Old wallet: Wallet > Private Keys > Export

If you have swept addresses, you will only need the private key of the address that actually holds the BTC. You can copy it from the table Electrum generates.

  • Create a new Electrum wallet

You will need a new Electrum wallet where you move your BTC so that the private keys you will use for claiming the BCH won’t hold any BTC anymore.

Create a new Electrum wallet, encrypted one, with strong password. Write your seed on a piece of paper.

  • Sweep all BTC from your old Electrum wallet to the new one

New wallet: Wallet > Private Keys > Sweep

Wait for the transaction to have at least one confirmation. Do not proceed with this transaction unconfirmed!

  • Sweep the private keys into Electron Cash

Electron Cash: New Wallet > Import private key / I already have seed …

If you have swept addresses prior to the fork, you will only need the private key of the address that actually held the BTC during the chain split. You can copy it from the table old Electrum wallet generated.

If you didn’t sweep addresses before the fork, you need to import either all private keys or your seed phrase.

If you want to sell BCH, you can send your Bitcoin Cash to Bitfinex.


More about BCH »


 

 

Redeeming Bitcoin Gold from BTC that were in Electrum

Install the BTG wallet

There is no official BTG wallet app but there are several third party apps linked from https://bitcoingold.org/downloads/. Anything else on app stores is potentially dangerous, it is a good practice not to put too much trust in the linked apps either.

Coinomi would be the wallet of choice here because they have been around the longest time without any incidents. The best way is to download the Coinomi Android app from the Play Store on an Android phone that doesn’t have another Bitcoin wallet on it. If you don’t have an Android, on Linux you can use a virtual machine with Android OS and on Mac or PC an Android emulator https://www.andyroid.net/.

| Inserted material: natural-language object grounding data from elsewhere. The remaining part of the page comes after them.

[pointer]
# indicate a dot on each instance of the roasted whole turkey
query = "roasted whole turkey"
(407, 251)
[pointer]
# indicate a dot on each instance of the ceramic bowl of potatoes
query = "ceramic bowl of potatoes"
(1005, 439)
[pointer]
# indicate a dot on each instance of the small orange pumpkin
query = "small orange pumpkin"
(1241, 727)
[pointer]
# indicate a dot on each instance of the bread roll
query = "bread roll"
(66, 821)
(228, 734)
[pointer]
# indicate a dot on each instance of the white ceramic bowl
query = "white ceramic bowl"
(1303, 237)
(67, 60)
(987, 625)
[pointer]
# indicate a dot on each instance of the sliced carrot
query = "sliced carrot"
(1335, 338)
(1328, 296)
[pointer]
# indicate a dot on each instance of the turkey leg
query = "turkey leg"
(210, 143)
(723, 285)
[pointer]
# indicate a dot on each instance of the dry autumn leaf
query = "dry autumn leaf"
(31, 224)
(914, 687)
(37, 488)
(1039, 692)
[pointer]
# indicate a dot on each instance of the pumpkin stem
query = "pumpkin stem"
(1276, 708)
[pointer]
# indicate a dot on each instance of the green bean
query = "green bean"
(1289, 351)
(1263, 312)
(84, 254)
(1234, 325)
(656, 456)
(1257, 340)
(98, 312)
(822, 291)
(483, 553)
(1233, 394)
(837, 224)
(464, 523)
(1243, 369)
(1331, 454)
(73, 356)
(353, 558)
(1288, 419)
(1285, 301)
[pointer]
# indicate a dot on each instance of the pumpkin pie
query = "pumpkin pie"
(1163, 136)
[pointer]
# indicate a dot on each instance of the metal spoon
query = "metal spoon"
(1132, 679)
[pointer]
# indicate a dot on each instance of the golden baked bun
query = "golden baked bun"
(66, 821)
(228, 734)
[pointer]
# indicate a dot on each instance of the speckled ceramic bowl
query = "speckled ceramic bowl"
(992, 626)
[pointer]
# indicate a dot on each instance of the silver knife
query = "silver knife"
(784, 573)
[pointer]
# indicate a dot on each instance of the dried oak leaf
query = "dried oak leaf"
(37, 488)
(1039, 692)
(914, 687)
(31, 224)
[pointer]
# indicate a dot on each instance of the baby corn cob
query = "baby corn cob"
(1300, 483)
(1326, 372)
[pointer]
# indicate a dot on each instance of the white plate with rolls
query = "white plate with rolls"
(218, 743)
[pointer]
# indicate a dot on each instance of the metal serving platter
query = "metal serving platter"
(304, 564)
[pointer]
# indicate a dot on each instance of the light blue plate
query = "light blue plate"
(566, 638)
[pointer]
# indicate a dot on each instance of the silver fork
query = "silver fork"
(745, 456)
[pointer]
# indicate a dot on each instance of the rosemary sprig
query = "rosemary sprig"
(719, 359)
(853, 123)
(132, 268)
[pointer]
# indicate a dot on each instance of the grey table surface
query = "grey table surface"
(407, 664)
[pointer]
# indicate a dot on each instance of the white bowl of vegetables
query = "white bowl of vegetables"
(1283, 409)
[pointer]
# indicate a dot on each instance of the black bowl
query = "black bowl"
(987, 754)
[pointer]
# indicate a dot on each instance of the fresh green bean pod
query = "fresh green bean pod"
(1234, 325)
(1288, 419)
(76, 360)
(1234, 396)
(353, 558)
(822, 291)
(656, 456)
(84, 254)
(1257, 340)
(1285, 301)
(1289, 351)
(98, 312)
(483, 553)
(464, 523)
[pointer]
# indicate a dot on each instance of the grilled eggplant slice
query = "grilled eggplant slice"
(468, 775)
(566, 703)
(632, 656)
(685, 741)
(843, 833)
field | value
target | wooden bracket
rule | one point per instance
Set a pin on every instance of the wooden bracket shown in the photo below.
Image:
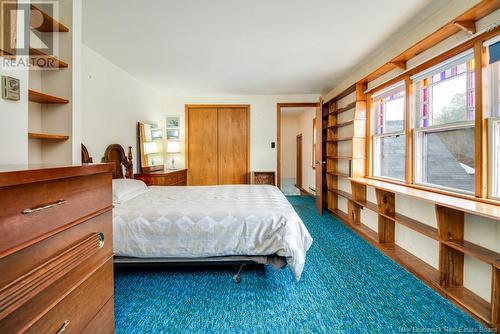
(467, 26)
(399, 64)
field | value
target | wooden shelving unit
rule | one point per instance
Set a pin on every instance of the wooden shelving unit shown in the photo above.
(48, 24)
(448, 279)
(32, 135)
(38, 97)
(50, 121)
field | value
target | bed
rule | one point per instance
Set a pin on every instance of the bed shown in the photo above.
(203, 224)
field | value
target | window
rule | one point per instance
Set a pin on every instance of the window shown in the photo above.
(444, 133)
(388, 110)
(494, 126)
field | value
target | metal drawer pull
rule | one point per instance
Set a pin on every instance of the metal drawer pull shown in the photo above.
(101, 239)
(63, 327)
(40, 208)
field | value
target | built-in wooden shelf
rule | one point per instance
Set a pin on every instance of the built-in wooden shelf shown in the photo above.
(49, 24)
(46, 61)
(340, 125)
(33, 135)
(474, 250)
(417, 226)
(38, 97)
(348, 107)
(461, 204)
(338, 174)
(342, 193)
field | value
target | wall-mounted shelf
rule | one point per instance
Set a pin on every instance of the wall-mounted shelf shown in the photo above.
(38, 97)
(48, 61)
(33, 135)
(49, 24)
(348, 107)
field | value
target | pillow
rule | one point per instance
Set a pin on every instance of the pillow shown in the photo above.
(126, 189)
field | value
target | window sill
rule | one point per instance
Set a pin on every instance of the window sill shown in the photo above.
(481, 207)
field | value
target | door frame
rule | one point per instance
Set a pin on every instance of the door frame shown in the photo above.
(278, 132)
(186, 132)
(298, 163)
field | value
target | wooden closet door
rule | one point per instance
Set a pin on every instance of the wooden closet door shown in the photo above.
(202, 146)
(233, 130)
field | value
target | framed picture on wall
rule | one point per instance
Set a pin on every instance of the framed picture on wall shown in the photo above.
(172, 122)
(173, 134)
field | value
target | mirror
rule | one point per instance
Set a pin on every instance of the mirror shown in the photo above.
(151, 147)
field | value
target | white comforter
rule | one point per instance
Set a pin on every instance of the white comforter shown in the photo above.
(211, 221)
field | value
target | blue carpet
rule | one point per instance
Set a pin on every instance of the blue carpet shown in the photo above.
(347, 287)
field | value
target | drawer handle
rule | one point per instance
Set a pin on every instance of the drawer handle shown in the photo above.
(101, 239)
(63, 327)
(44, 207)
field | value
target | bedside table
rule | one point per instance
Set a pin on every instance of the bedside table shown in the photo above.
(167, 177)
(263, 178)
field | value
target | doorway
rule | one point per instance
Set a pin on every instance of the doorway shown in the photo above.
(298, 168)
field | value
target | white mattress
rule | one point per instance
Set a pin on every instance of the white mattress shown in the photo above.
(211, 221)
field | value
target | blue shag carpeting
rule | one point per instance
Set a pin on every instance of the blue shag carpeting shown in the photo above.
(347, 287)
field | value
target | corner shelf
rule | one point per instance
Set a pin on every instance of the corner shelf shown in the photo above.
(49, 59)
(38, 97)
(33, 135)
(49, 24)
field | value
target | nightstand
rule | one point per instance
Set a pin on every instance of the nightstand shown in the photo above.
(167, 177)
(263, 178)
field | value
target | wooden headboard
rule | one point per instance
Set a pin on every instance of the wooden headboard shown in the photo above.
(116, 154)
(86, 158)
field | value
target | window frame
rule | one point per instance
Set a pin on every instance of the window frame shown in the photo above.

  • Export your old Electrum private keys

Old wallet: Wallet > Private Keys > Export

If you have swept addresses, you will only need the private key of the address that actually holds the BTC. You can copy it from the table Electrum generates.

  • Create a new Electrum wallet

You will need a new Electrum wallet where you move your BTC so that the private keys you will use for claiming the BTG won’t hold any BTC anymore.

Create a new Electrum wallet, encrypted one, with strong password. Write your seed on a piece of paper.

  • Sweep all BTC from your old Electrum wallet to the new one

New wallet: Wallet > Private Keys > Sweep

Wait for the transaction to have at least one confirmation. Do not proceed with this transaction unconfirmed!

  • Sweep the private keys into Coinomi

Coinomi: Click the dots to access top right menu > Sweep wallet

If you have swept addresses prior to the fork, you will only need the private key of the address that actually held the BTC when the chains were splitting. You can copy it from the table old Electrum wallet generated.

If you didn’t sweep addresses before the fork, you need to import either all private keys or your seed phrase.

If you want to sell BTG, you can send your Bitcoin Gold to Bitfinex.


More about BTG »


 


The information in this article comes as it is without any guarantees. You are responsible for your own security.